Amazon, which helped popularize cloud computing, is now turning its attention to long-term cloud archiving with the company’s new Glacier service.
As its name suggests, Glacier is not meant for quick retrieval of files and backups. “Amazon Glacier is designed for data that is infrequently accessed, yet still important to retain for future reference, and for which retrieval times of several hours are suitable,” said the company in a brief announcement on the Amazon Web Services (AWS) site.
The company is not kidding about hours-long retrieval times.
According to Amazon, retrieval jobs can take three to five hours, and the data remains available for download for 24 hours. Glacier archives are protected by the 256-bit Advanced Encryption Standard (AES-256).
Storing data on Glacier costs $0.01 per gigabyte per month. Individual archives are capped at 40 GB. Although not overtly marketed as such, there are penalties for retrieving data too frequently from Glacier’s vaults or deleting data less than three months old.

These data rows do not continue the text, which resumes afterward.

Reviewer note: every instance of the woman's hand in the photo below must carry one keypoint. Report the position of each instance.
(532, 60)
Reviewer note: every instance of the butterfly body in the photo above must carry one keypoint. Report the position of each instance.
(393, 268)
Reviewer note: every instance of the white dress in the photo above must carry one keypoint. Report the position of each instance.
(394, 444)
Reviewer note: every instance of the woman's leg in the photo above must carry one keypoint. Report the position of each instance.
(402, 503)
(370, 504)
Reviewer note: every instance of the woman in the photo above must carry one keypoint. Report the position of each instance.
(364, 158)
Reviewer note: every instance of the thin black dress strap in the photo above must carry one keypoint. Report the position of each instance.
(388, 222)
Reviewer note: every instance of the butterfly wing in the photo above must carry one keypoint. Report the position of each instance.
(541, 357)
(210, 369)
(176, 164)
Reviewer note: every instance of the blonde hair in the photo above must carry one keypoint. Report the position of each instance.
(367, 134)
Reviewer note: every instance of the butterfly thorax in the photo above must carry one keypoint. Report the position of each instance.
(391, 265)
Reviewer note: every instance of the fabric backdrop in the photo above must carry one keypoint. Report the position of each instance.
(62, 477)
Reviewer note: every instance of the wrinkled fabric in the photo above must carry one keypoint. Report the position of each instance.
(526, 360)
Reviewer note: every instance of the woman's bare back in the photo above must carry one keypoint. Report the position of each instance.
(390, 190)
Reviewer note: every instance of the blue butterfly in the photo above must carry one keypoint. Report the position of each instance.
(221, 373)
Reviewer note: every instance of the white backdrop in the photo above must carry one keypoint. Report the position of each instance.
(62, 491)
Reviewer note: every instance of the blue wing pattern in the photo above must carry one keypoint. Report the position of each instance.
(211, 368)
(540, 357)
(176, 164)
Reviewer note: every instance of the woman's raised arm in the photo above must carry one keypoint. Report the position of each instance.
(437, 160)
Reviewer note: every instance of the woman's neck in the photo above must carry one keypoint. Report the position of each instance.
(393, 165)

Each month, the service allows AWS account holders to retrieve 5 percent of their Glacier data for free, but with a catch. “The allowance is pro-rated daily,” explains Amazon. Retrieval fees above the daily allowance start at $0.01. Additionally, Amazon charges $0.03 per GB for data deleted prior to 90 days.

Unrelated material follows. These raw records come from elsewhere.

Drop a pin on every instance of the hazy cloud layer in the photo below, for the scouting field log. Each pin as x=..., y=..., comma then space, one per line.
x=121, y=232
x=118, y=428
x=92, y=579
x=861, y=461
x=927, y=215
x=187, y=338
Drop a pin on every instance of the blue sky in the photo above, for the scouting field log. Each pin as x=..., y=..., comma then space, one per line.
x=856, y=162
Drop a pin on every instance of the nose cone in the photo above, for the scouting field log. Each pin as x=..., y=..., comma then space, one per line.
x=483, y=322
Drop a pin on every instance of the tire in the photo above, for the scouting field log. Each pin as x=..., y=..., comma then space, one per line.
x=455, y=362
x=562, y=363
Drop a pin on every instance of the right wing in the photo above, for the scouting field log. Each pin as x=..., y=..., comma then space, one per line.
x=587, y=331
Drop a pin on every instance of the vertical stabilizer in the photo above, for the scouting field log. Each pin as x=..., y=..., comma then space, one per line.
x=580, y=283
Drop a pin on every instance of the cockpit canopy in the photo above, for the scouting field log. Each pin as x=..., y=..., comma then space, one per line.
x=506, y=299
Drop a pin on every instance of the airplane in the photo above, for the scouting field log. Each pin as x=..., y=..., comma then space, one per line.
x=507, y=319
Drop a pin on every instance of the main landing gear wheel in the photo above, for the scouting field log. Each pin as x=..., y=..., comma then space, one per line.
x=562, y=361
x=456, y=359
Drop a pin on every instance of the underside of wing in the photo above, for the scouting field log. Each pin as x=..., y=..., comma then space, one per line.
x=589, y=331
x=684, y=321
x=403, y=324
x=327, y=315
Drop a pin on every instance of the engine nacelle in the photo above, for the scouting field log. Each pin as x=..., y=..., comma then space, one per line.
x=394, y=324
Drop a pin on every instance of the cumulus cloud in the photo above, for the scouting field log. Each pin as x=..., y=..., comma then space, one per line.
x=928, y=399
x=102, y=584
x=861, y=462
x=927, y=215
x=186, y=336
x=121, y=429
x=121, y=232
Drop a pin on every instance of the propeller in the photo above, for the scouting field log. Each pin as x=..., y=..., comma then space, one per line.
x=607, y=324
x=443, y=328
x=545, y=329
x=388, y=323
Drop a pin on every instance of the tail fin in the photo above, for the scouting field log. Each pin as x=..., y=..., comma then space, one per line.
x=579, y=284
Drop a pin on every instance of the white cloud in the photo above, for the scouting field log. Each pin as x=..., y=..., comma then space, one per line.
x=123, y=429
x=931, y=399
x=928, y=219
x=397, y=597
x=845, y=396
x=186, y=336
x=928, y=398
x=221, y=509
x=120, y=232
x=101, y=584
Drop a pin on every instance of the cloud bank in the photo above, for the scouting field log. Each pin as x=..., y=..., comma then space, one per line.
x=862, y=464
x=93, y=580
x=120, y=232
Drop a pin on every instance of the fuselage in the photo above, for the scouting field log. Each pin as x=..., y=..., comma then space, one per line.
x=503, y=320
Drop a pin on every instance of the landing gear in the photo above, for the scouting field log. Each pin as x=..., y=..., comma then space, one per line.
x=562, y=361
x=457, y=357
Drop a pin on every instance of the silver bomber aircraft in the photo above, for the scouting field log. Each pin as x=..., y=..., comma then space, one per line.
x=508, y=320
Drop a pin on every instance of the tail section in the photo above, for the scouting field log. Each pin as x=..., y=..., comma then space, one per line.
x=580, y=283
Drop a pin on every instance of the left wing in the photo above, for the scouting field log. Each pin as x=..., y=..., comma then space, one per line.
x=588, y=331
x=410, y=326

As expected, users can upload data over the Internet. For large archives, Amazon suggests its AWS Import/Export cloud-seeding service, a sneakernet alternative that involves shipping to a portable storage device to Amazon.
As The Tape Whirs?
While Amazon is keeping quiet about the technology powering Glacier, some industry watchers like EMC data center guru Mark Twomey suspect that tape libraries are doing the heavy lifting.

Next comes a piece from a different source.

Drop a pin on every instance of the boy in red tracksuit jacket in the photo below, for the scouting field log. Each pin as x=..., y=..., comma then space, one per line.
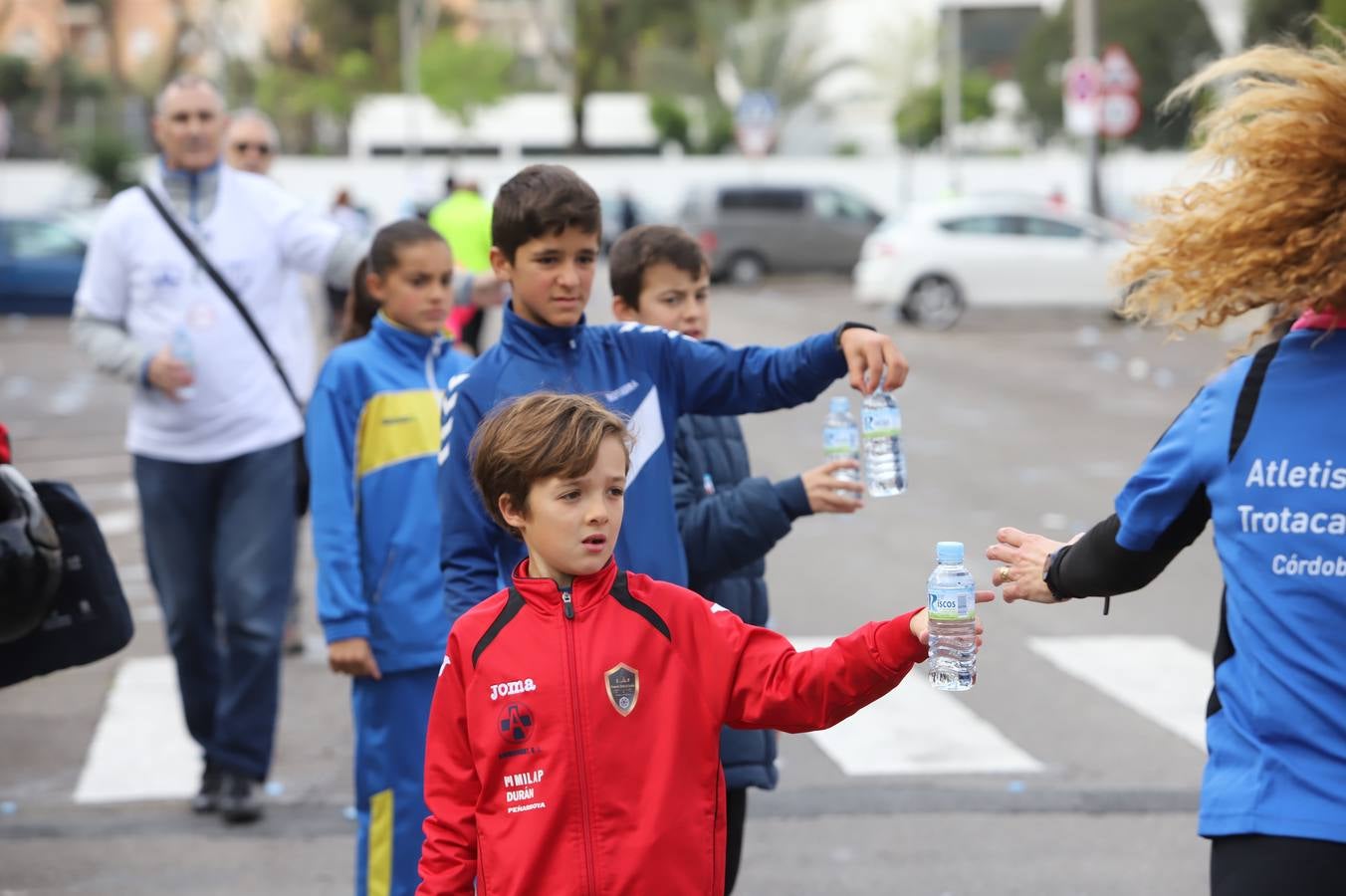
x=573, y=736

Mark Twomey writes in his Storagezilla blog, “When you’re waiting for your 3 to 5 hour time to first byte window to pass that’s a robot picker waiting for a tape drive or drives to free up so it can load the required tape volumes and start reading them off to a disk staging area from where you then download your data.”
Twomey concedes that an all-disk infrastructure is possible and the lengthy data retrieval times can be attributed to aggressive compression and decryption. Despite Amazon’s silence on the issue, other cloud providers are moving aggressively to make tape systems a common sight in cloud archiving infrastructures.
In March, Fujifilm launched Permivault, a cloud archiving service where data resides on LTO5 tape drives and libraries. It’s a data-keeping strategy made viable by the Linear Tape File System (LTFS), an open tape storage format, and storage systems like Crossroads Systems’ StrongBox.
Strongbox is an appliance that sits atop tape libraries, providing buffering and caching to boost data ingest and retrieval performance. LTFS support allows storage administrators and end users to employ non-proprietary data management techniques, which eases file access and promotes data portability.